Hieroglyph, edited by Ed Finn and Kathryn Cramer
I also mentioned last month that I had started reading the anthology Hieroglyph. The collection of stories in here are solid takes on what might happen in a world where technology actually saves humanity instead of destroying it. Like with any collection, you’ll find that some stories resonate with you more than others. My particular favorites were “Degrees of Freedom” by Karl Schroeder – looking at Native communities in Canada achieving independence through social networking – and “Tall Tower” by Charlie Jane Anders, which focuses on an old cowboy who wants his faithful horse to be able to ascend beyond Earth just like humanity.

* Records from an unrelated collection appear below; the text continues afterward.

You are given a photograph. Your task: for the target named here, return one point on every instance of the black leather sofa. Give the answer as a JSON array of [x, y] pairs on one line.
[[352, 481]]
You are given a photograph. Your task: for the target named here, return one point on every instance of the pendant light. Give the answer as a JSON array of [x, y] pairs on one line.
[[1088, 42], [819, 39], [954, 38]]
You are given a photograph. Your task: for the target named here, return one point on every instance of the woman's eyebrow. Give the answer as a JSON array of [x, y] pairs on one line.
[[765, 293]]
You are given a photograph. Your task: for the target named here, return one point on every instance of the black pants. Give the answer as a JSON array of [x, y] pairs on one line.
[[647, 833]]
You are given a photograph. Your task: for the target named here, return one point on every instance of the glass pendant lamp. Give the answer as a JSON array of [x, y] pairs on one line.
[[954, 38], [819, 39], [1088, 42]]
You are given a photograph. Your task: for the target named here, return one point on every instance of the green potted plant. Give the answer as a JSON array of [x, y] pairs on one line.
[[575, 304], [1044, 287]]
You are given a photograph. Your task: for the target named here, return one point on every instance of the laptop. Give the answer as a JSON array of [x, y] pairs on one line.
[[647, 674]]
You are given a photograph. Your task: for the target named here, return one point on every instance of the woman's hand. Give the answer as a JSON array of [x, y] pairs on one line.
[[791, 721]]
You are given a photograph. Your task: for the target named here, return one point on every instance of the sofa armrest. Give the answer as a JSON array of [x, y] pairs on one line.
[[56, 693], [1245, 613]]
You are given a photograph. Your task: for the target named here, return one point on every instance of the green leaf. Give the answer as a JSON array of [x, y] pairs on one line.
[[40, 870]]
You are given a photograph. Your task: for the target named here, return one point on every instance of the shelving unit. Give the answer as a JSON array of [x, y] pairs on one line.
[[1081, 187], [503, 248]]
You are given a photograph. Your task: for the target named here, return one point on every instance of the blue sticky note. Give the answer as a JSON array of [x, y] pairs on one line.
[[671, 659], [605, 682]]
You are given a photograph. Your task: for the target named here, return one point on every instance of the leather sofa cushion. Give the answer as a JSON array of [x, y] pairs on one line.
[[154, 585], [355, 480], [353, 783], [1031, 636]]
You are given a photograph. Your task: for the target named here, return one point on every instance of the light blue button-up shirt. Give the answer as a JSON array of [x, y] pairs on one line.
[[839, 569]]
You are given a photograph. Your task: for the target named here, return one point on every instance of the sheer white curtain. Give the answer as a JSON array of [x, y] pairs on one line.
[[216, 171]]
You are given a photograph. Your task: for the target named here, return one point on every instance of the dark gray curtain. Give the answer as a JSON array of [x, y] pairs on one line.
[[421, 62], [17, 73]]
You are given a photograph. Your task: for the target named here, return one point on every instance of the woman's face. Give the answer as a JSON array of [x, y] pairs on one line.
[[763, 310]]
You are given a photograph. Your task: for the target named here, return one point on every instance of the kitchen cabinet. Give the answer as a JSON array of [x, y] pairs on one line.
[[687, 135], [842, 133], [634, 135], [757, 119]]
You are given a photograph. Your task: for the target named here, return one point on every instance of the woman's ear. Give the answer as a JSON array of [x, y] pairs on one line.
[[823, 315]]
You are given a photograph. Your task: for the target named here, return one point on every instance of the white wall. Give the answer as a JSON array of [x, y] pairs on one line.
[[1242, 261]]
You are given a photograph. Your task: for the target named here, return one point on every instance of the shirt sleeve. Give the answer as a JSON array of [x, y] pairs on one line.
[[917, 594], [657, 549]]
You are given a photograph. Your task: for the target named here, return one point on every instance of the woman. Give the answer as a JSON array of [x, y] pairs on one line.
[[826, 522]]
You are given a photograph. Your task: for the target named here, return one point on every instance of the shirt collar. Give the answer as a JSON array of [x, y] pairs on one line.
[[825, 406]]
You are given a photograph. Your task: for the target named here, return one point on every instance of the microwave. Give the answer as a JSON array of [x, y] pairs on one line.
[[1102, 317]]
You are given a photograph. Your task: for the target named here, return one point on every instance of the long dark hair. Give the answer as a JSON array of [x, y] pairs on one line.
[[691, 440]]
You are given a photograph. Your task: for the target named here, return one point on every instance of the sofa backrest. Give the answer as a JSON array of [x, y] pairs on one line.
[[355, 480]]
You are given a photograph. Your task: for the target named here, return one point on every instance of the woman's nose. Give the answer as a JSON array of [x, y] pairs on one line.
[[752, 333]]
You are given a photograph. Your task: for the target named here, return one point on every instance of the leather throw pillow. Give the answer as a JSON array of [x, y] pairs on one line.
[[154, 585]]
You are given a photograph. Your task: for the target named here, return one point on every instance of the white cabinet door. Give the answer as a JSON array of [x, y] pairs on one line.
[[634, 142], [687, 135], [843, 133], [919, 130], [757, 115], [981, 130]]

Soulminder by Timothy Zahn
Being an avid reader of the Star Wars expanded universe (pre-Disney) I’m naturally a huge fan of Zahn’s Thrawn trilogy. This is the first non-Star Wars novel by Zahn I’ve checked out – and you know what, I really enjoyed it. The premise of a device that can hold people’s souls is explored very organically, through a variety of natural repercussions and the question of ethical concerns around technology. I was actually halfway through before I realized that the bulk of the novel is people talking; Zahn does an incredible job here of creating tension, conflict and great pacing with only conversation driving the narrative, and if I ever get the chance to teach a writing class, I’ll probably use a snippet from this novel as an exemplar.